Nice Find! :thumbsup: Mark


----------



## ajh359 (Jun 19, 2007)

Thanks guys for all your replies and I did get all that he had. I work with some of it today and man it is hard very hard. It smoke a router bit.


----------



## jeffreythree (Jan 9, 2008)

I think it may be teak. Especially since it darkened. Hard, heavy, and darkens with exposure to light and time. I did not think mahogany darkened with age or light. Set a piece outside for a while in the sun and see if it darkens. Of course those photos also look like Koa and Chechen photos in my books, but not the Chechen in my collection. It does resemble my Koa, but without the dark bands. Like Marko said, a close up photo of the grain would help, especially if your camera has a macro setting for clear closeups.


----------



## ajh359 (Jun 19, 2007)

Here is one more pic up close.


----------



## jeffreythree (Jan 9, 2008)

I think I have it, found it in Terry Porter's Wood: Identification & Use.
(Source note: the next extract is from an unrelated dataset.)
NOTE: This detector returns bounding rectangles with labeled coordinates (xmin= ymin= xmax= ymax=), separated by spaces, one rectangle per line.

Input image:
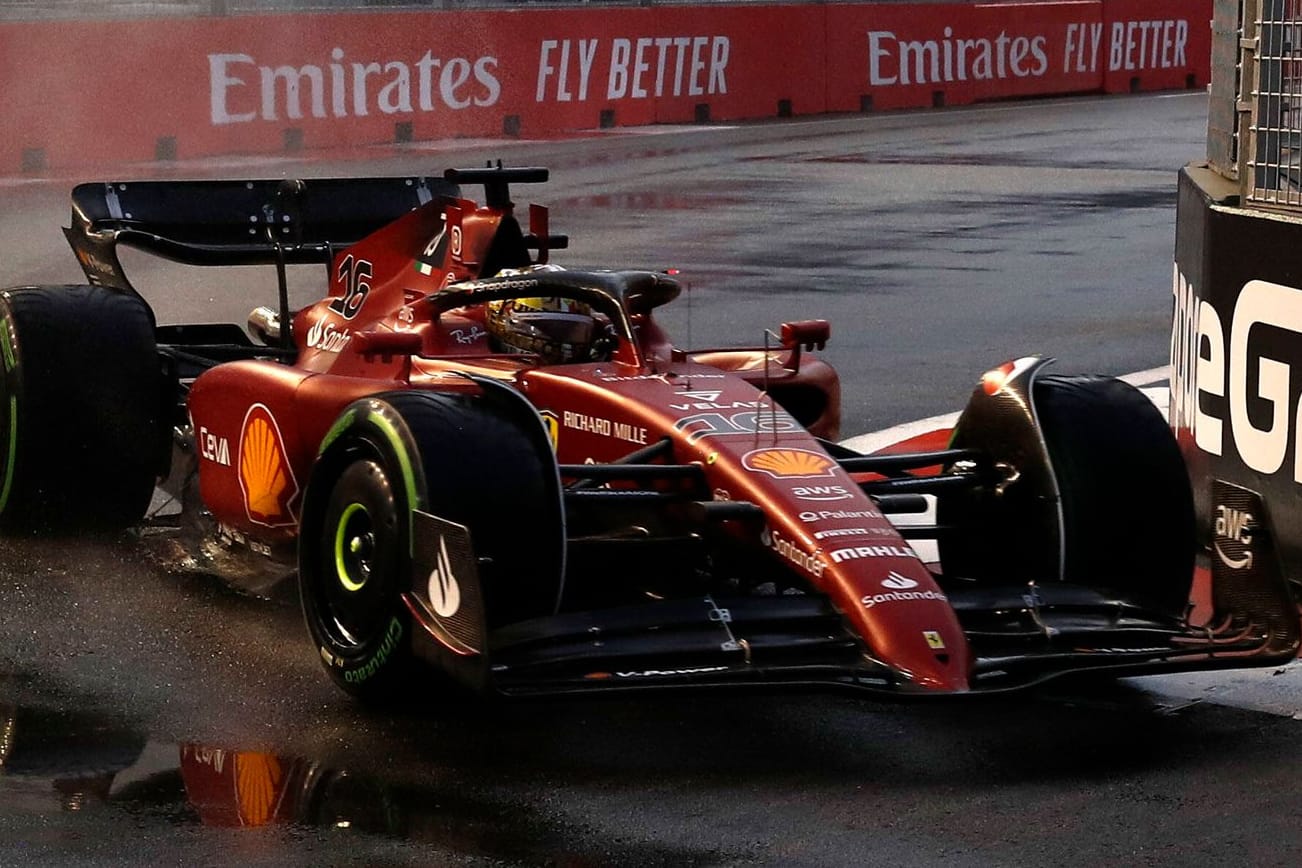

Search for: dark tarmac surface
xmin=2 ymin=91 xmax=1198 ymax=434
xmin=6 ymin=92 xmax=1298 ymax=866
You say it is hard and heavy, has a light scent of cedar, and the older surfaces are darker. I think it is South American Cedar, or cedrella fissilis. It is in the same family as mahogany and has similar properties, except for the cedar oil. It gets its name from oil that smells like cedar and can show on the surface as a sticky resin. The color can range from pale pinkish brown to dark reddish brown. The grain is shallowly interlocking or straight, with a fairly course texture. My book says to keep tools sharp, works well with machines and hand tools. Glues, nails, and screws well. Polishing is hard because of gum pockets and the resin. It is durable outdoors but can be susceptible to powder post beetles. Uses are cabinetwork, joinery, boatbuilding, and cigar boxes. Some people can be allergic to it. I also just found that it is considered endangered now and cannot be imported unless from a certified sustainable source.


----------



## ajh359 (Jun 19, 2007)

Could be it I look at that also but was not sure. The guy who I got this wood from was in a old truck trailer. The man was using as his work shop and he die about 10 years ago. His wife sold him the trailer for savage. All the tools where gone but the wood was still in it. He said that wife told him that husband was wood working for about 30 years. I got all the wood that was in it, maple, oak and this wood. I pay $200 for it all it took 2 trips in my truck to get it all.


----------